She correctly determined that the project's EIR was vague on whether new equipment being installed at the refinery that would enable the processing of heavier crude oil would increase pollution to unhealthy levels.
Chevron says that it plans to refine lighter oil but that it needed greater flexibility to refine other grades of oil if necessary.
However, as long as the upgraded Chevron plant will have the capacity to refine oil that poses an environmental threat, the EIR should have fully addressed the potential harm and remedies to keep a lid on polluting emissions.
That was the conclusion of environmental groups, four of the nine Richmond City Council members and even some local unions at an earlier date.

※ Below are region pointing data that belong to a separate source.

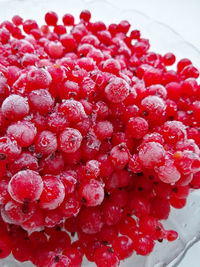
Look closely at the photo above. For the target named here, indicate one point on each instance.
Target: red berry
(51, 18)
(117, 90)
(25, 186)
(53, 193)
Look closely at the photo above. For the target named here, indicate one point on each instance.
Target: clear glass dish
(163, 39)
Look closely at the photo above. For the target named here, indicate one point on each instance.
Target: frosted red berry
(25, 186)
(99, 139)
(51, 18)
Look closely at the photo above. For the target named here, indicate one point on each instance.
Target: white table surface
(184, 17)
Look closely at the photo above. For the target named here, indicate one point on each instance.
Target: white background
(184, 17)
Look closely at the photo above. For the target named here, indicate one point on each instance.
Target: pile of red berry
(99, 139)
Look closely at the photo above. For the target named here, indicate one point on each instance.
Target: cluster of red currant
(98, 140)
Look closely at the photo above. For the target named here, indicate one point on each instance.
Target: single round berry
(90, 220)
(25, 186)
(38, 78)
(137, 127)
(51, 18)
(70, 140)
(15, 107)
(23, 132)
(151, 154)
(46, 142)
(41, 101)
(68, 20)
(106, 257)
(123, 247)
(53, 193)
(92, 193)
(117, 90)
(103, 129)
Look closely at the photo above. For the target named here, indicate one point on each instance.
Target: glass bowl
(163, 39)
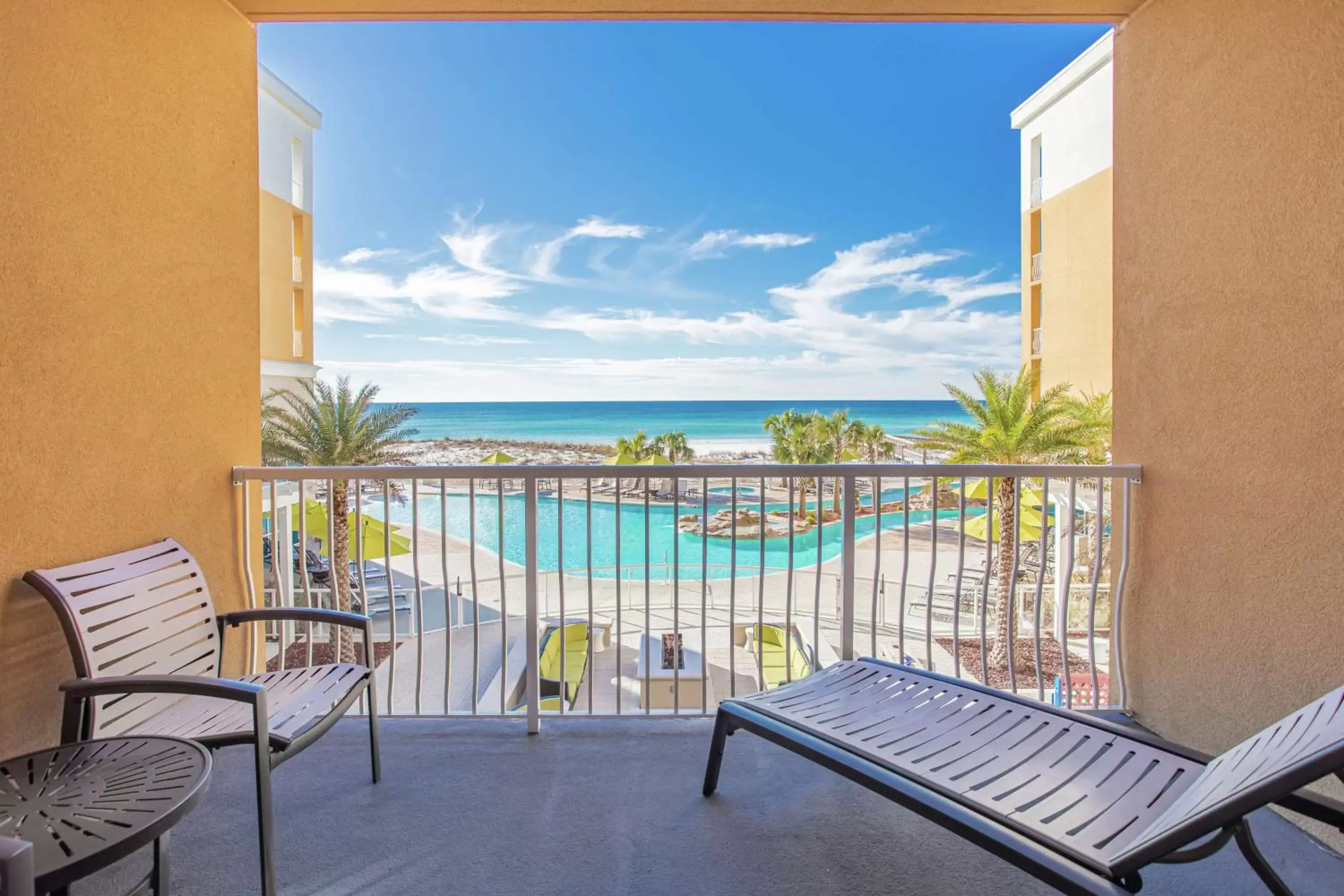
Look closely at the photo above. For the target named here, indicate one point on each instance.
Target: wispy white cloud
(717, 242)
(547, 256)
(358, 256)
(455, 339)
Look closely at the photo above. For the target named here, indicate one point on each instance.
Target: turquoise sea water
(662, 535)
(603, 422)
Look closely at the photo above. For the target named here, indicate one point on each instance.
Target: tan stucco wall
(1229, 378)
(277, 284)
(128, 248)
(1076, 267)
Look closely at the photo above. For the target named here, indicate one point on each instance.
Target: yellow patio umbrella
(979, 491)
(374, 534)
(1029, 526)
(654, 460)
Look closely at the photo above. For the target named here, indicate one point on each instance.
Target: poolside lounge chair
(576, 660)
(769, 642)
(147, 648)
(1076, 801)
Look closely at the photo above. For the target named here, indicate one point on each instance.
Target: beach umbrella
(654, 460)
(1029, 526)
(373, 532)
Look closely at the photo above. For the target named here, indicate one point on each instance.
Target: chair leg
(265, 820)
(162, 874)
(373, 731)
(721, 737)
(1257, 862)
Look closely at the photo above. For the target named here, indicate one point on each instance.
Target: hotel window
(296, 172)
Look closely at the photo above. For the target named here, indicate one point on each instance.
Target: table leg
(159, 878)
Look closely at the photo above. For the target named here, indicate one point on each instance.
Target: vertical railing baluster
(588, 566)
(303, 570)
(816, 595)
(476, 595)
(1062, 626)
(676, 598)
(620, 669)
(359, 562)
(448, 597)
(705, 595)
(788, 597)
(847, 566)
(499, 493)
(1041, 578)
(760, 630)
(392, 594)
(648, 629)
(1010, 629)
(560, 562)
(420, 597)
(933, 573)
(877, 564)
(248, 573)
(961, 567)
(1098, 520)
(276, 573)
(733, 589)
(984, 582)
(905, 567)
(531, 668)
(1117, 598)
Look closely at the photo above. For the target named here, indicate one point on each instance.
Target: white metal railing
(620, 556)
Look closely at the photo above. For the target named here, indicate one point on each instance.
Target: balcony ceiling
(801, 10)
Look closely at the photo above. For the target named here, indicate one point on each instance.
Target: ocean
(710, 426)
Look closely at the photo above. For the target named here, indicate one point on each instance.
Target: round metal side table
(85, 806)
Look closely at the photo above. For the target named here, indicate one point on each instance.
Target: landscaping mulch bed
(296, 655)
(1025, 656)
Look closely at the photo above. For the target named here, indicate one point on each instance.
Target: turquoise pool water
(662, 534)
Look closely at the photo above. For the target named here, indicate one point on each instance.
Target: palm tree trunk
(343, 644)
(1007, 555)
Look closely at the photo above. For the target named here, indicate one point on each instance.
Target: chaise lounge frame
(1219, 816)
(147, 613)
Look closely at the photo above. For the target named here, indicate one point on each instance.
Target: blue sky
(531, 211)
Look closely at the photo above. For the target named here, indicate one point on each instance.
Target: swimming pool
(662, 534)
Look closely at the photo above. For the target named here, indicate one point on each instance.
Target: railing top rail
(1132, 472)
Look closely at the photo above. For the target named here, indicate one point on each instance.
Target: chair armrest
(17, 871)
(299, 614)
(191, 685)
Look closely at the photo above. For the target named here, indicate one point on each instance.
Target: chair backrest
(144, 612)
(1288, 755)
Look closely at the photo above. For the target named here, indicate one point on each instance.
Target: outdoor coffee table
(88, 805)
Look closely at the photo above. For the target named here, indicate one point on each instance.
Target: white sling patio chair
(1076, 801)
(147, 644)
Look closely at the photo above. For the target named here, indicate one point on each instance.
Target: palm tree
(324, 426)
(1007, 428)
(674, 448)
(874, 447)
(840, 435)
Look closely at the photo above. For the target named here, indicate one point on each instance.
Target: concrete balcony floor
(607, 806)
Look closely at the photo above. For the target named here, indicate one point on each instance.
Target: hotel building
(1066, 224)
(285, 127)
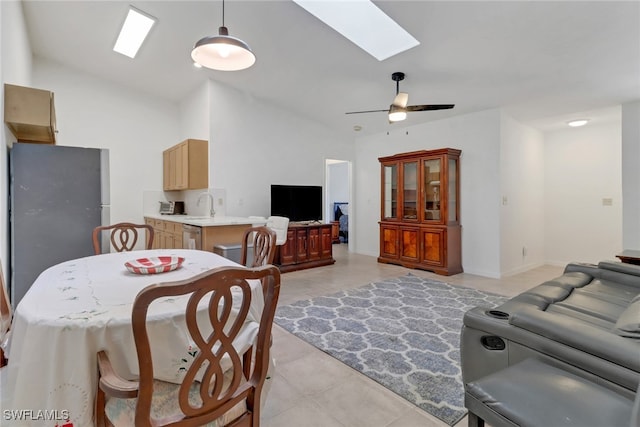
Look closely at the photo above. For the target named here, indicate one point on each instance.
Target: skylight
(135, 29)
(364, 24)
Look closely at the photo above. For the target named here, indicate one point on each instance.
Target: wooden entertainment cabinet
(308, 245)
(420, 212)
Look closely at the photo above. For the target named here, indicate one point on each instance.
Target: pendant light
(223, 52)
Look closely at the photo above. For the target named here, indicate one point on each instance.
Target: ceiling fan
(398, 109)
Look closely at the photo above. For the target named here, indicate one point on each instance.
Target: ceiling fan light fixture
(223, 52)
(397, 114)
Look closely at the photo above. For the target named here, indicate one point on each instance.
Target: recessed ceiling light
(364, 24)
(135, 29)
(578, 123)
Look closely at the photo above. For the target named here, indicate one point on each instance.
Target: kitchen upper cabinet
(186, 166)
(30, 114)
(420, 225)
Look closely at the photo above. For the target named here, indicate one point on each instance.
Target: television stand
(308, 245)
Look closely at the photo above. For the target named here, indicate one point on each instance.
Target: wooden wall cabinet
(420, 212)
(307, 246)
(30, 114)
(186, 166)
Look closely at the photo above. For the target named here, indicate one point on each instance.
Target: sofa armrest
(579, 335)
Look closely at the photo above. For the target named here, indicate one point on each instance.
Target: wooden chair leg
(246, 363)
(474, 420)
(100, 402)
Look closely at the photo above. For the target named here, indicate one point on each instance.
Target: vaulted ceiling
(542, 61)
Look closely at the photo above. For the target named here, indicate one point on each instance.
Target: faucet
(212, 212)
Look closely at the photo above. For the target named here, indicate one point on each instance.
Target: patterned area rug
(403, 333)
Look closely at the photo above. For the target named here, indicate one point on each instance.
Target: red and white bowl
(154, 265)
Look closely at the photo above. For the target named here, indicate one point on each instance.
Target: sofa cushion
(628, 324)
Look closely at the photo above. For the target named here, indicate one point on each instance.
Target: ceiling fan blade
(370, 111)
(401, 99)
(429, 107)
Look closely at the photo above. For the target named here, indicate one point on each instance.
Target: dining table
(79, 307)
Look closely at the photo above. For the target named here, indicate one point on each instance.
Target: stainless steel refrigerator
(58, 195)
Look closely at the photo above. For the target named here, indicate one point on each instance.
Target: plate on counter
(154, 265)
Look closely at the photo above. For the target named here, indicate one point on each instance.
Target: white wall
(253, 145)
(522, 201)
(15, 68)
(631, 175)
(478, 136)
(135, 127)
(582, 166)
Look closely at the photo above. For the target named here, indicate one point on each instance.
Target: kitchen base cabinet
(420, 226)
(307, 246)
(166, 234)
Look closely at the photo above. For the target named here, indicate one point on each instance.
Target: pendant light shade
(223, 52)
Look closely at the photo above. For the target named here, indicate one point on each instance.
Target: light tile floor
(313, 389)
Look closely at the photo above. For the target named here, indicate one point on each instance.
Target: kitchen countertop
(205, 221)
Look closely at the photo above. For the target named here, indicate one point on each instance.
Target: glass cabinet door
(390, 191)
(410, 190)
(453, 190)
(431, 189)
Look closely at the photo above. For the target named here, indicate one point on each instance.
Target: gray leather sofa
(566, 352)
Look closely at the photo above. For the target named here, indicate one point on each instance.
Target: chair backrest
(263, 240)
(224, 290)
(5, 316)
(123, 236)
(279, 224)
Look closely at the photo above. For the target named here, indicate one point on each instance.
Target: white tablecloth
(79, 307)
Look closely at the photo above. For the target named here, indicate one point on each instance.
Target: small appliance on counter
(172, 208)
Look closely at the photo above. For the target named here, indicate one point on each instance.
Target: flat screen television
(297, 202)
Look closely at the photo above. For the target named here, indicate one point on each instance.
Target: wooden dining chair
(263, 241)
(220, 387)
(5, 319)
(123, 236)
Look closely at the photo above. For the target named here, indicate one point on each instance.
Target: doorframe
(328, 202)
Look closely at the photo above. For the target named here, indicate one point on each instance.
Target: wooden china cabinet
(420, 215)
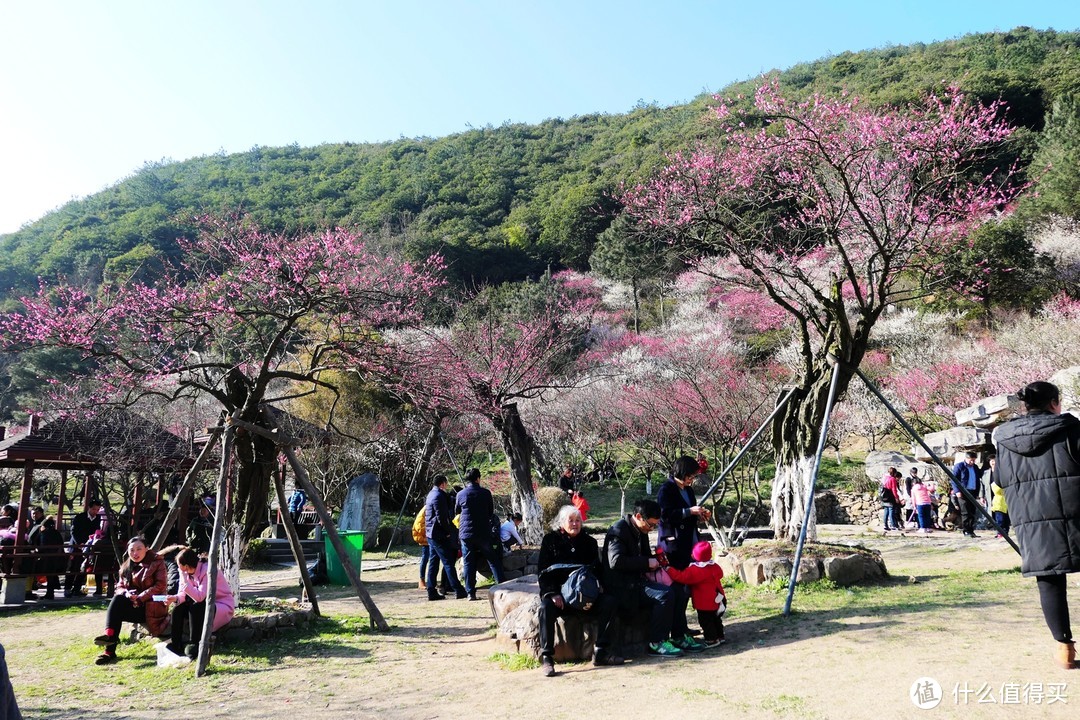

However, the council majority, Chevron and national union leaders, worked out a deal in advance of the final council vote, with insufficient attention to the concerns of Richmond residents,
environmentalists and local unions.
Chevron was allowed to go ahead with all its refinery changes, the unions would get up to 2,000 jobs at the height of the project, and the city would pick up $61 million in community benefits.
Unfortunately, the deal did not pass legal muster. Now 1,000 jobs are being lost, at least temporarily, the refinery upgrades, most of which will actually reduce pollution, will be delayed and Richmond could lose millions of dollars it counted on in its latest budget.
What is particularly dismaying about the whole situation is that the refinery upgrades, good-paying jobs and more revenue for Richmond could have been approved without a lawsuit or threat to the environment.
Had the Richmond City Council acted in a more open and thoughtful manner, it would have insisted on a proper EIR with environmental safeguards. Chevron may have had to make some adjustments in its plans, but that would have been far better than being on the losing end of a lawsuit.
There are some lessons to be learned from both the substance of the refinery deal and the way in which it was made. The environmental concerns were real and should have been dealt with in an open and complete manner.
The health of Richmond residents should not have been subject to potential risk, and the city and local unions should not have been bypassed.
Fortunately, all is not lost. Chevron's refinery updating project can and should proceed. Most of the changes will reduce pollution by replacing outdated equipment.
The oil firm also may well be able to have the capacity to refine heavy crude as long as there are proper and well-defined safeguards in a more accurate EIR. Also, the Bay Area Air Quality Management District is prepared to offer its services in monitoring pollution.
Instead of pursuing litigation and allotting blame, Chevron, Richmond, local unions, environmental groups and the air board need to work together to achieve a complete EIR that assures area residents there is no increased health risk.
We trust that an agreement can be reached in a timely manner that will allow Chevron to update its refinery, create jobs and continue providing Richmond with community funds.